少し手間はかかりますが、この「ひと手間」が竿頭(竿頭:その日一番釣った人)への絶対条件になります。
【職人の技】アサリを完璧に仕上げる「締め」の工程
剥いたアサリをそのまま使うと、柔らかすぎてカワハギに一瞬で盗られてしまいます。そこで、水分を抜いて身を硬くする「締め」を行います。
手順1:水分を徹底的に切る
剥いたアサリをザルに上げ、キッチンペーパーなどで水分をしっかり吸い取ります。
手順2:専用の締め粉をまぶす
ここで市販の「アサリ締め粉」を全体にまんべんなく振りかけます。塩でも代用できますが、専用粉を使うと身が硬くなりすぎず、理想的な「弾力」に仕上がります。
手順3:ぬめりを取り、シャキッとさせる
粉をまぶして数分置くと、水分と一緒に余分なヌメリが抜けていきます。これで、針に刺しやすく、カワハギの猛攻にも耐える「最強のアサリ」が完成します。
カワハギ釣りが快適になる!職人の必須アイテム
アサリの仕込みを劇的に効率アップさせ、釣果を伸ばすためのおすすめアイテムを紹介します。
1.これがないと始まらない!アサリ専用締め粉
水分を程よく抜き、アサリの身をキュッと引き締める定番の粉末です。
マルキュー バクバクソルト:アサリのヌメリをしっかり取り除き、滑り止め効果で針刺しが圧倒的にスムーズになります。適度な硬さに締まるため、カワハギのエサ持ちが劇的にアップします。
2.殻剥き作業が圧倒的に楽になる専用ナイフ
貝殻をスムーズにこじ開け、身を傷つけずに綺麗に剥くためのプロ仕様ナイフです。
錆びに強く切れ味長持ちのステンレス鋼のベストセラーナイフ。
また、刃部表面にフッ素塗装を施すことによってより汚れ・錆びがつきにくい。(フィッシュナイフII型+Fのみ)
収納はコンパクトで安全な両開き構造。
頑丈な刃先で殻付きアサリも楽に処理でき、釣行前の準備が格段にスピードアップします。

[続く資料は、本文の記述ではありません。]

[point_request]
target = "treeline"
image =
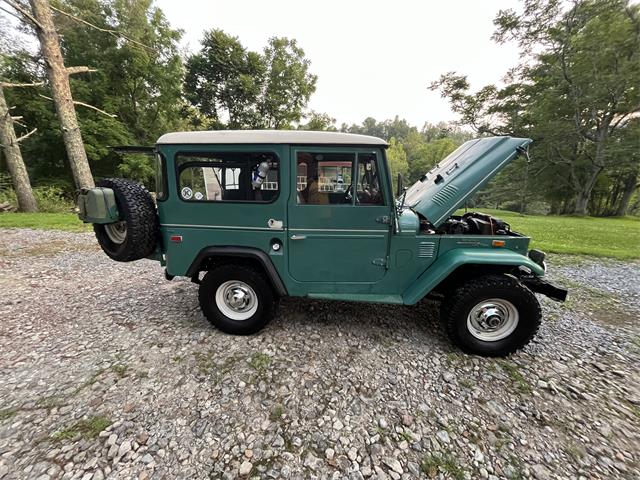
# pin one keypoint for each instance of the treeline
(575, 94)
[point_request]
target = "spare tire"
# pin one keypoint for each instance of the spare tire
(137, 233)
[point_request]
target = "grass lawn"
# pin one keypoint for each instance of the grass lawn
(601, 237)
(44, 221)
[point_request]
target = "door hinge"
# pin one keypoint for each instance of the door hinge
(380, 262)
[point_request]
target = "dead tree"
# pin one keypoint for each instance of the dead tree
(11, 144)
(58, 76)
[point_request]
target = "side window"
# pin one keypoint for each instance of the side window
(368, 186)
(161, 178)
(324, 178)
(228, 177)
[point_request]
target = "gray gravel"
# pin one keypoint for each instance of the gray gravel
(109, 371)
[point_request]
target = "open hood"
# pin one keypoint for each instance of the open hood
(450, 183)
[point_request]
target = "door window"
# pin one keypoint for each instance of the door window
(228, 177)
(368, 186)
(324, 178)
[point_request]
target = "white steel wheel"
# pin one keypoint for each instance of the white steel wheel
(236, 300)
(493, 319)
(117, 232)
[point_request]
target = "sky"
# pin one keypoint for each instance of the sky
(372, 58)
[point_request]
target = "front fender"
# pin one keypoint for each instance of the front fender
(450, 261)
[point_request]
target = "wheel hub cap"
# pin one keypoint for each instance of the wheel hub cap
(492, 320)
(117, 232)
(236, 300)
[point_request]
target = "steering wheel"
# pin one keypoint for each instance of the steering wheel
(348, 195)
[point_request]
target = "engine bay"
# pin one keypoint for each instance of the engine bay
(471, 223)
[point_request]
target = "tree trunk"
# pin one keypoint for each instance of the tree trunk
(630, 186)
(584, 194)
(59, 79)
(15, 164)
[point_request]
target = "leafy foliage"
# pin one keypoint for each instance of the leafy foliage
(575, 94)
(232, 87)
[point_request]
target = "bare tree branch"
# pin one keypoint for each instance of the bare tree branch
(20, 85)
(19, 139)
(26, 14)
(74, 70)
(115, 33)
(82, 104)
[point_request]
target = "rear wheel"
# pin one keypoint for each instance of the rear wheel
(491, 316)
(236, 299)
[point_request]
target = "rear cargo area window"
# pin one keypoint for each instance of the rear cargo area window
(228, 177)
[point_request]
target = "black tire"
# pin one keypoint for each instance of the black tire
(138, 213)
(266, 303)
(456, 309)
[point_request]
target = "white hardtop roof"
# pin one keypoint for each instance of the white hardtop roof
(295, 137)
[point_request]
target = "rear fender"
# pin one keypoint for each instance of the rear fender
(453, 259)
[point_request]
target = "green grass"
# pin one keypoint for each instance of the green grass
(617, 237)
(44, 221)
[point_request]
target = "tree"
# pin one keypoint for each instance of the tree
(138, 78)
(233, 87)
(576, 87)
(15, 164)
(288, 83)
(58, 75)
(318, 121)
(592, 51)
(224, 81)
(9, 140)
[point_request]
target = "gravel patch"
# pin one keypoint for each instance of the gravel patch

まとめ ➔ エサの準備から、カワハギ釣りは始まっている
カワハギ釣りは、仕掛けのコントロールだけでなく、「エサをどうベストな状態に保つか」という準備の段階からすでに勝負が始まっています。
自分で剥き、綺麗に締めたアサリに、カワハギがたまらず「カンカンッ!」と激しいアタリを出してくる瞬間は格別です。ぜひ次回の釣行前に、この仕込みを試してみてください!